The questionnaire-based route cause analysis (Figure 2) revealed that 61.5% of the healthcare workers believed changing gloves was merely lack of time, 23% were not complying with hand hygiene and 7.69% failed to disinfect the hub of the bottle.

DISCUSSION

In the present study, the BCC rate is 2.4%, which is below the threshold rate as proposed by CLSI (<3%). Though the contamination rate has been set at 2% to 3%, actual rates appear to vary substantially amongst different institutions, ranging from as low as 0.6% to over 6% (4–6). In a one-year research from Nigeria, a contamination incidence of 10.4% was discovered (7). Lalezari et al reported that 50% of all positive blood cultures were found to contain contaminants (8). There is additional evidence to imply that these rates have been rising in recent decades. Technological advancements that enable the detection of lesser concentrations of living bacteria in the blood, greater use of indwelling catheters for therapy, and modifications in phlebotomy methods to reduce the danger of needlestick injuries have all been mentioned as explanations for the rise (9). In this study, we found that the contamination rate was generally higher in males than females, and cultures from elderly patients in the age group of 56-65 years were more vulnerable to contamination. This is consistent with the study done by Hemeg et al, who reported similar findings (10). This could be attributed to the difficulties in obtaining the less accessible veins in elderly people (11).
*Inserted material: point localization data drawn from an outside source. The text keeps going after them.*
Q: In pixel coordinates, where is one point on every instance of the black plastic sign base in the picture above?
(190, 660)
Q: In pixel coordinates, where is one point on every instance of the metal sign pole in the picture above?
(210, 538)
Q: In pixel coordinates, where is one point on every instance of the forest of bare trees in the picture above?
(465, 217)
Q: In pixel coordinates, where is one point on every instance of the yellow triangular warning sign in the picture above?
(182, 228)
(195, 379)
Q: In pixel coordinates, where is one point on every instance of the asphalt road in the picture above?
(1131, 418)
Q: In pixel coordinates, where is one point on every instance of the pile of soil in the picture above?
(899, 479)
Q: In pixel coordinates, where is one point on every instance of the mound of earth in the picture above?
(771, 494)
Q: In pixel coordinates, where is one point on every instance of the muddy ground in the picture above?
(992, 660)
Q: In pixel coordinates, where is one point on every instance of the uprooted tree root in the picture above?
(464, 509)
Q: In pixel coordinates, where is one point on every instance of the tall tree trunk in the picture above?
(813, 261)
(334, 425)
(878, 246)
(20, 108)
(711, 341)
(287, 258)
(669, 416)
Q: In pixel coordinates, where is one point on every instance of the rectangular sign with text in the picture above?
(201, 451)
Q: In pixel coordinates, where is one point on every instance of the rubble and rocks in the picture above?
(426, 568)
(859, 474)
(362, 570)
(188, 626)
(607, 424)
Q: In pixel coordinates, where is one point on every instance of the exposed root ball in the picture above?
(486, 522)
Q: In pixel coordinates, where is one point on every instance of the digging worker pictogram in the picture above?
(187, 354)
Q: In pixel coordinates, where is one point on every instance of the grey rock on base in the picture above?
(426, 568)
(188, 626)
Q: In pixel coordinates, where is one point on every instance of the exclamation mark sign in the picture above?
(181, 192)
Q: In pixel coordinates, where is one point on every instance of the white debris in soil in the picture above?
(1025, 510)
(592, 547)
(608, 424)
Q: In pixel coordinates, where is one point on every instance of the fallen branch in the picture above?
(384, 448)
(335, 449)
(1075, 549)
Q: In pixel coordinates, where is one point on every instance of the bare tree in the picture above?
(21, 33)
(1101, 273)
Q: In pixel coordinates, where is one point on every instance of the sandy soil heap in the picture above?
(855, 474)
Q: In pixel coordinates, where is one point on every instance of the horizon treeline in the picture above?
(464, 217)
Determining the departments that produce the most BCC contamination should be the first step in reducing the rate of BCC. Culture contamination can be efficiently reduced by focusing on crowded departments with high rates of BCC such as IM and ICU, and applying particular procedures as part of quality improvement initiatives. In this study, all contaminated blood cultures were received from the IPD, including seven (54%) from the Emergency unit, three (23%) from Medical ICU I and II, two (15%) from Cath ICU and one (8%) from Neuro ICU. A similar study reported that surgical units had the highest rate of BCC (3.92%), followed by intensive care (2.61%) and medical units (2.48%) (12). The greater BCC incidence in the medical wards is connected to patients’ number and health status, since there are more older patients with comorbidities who are admitted in such settings, making blood collection problematic (10). Another study found that overcrowding in emergency rooms can result in BCC rates as high as 10% to 12% (13).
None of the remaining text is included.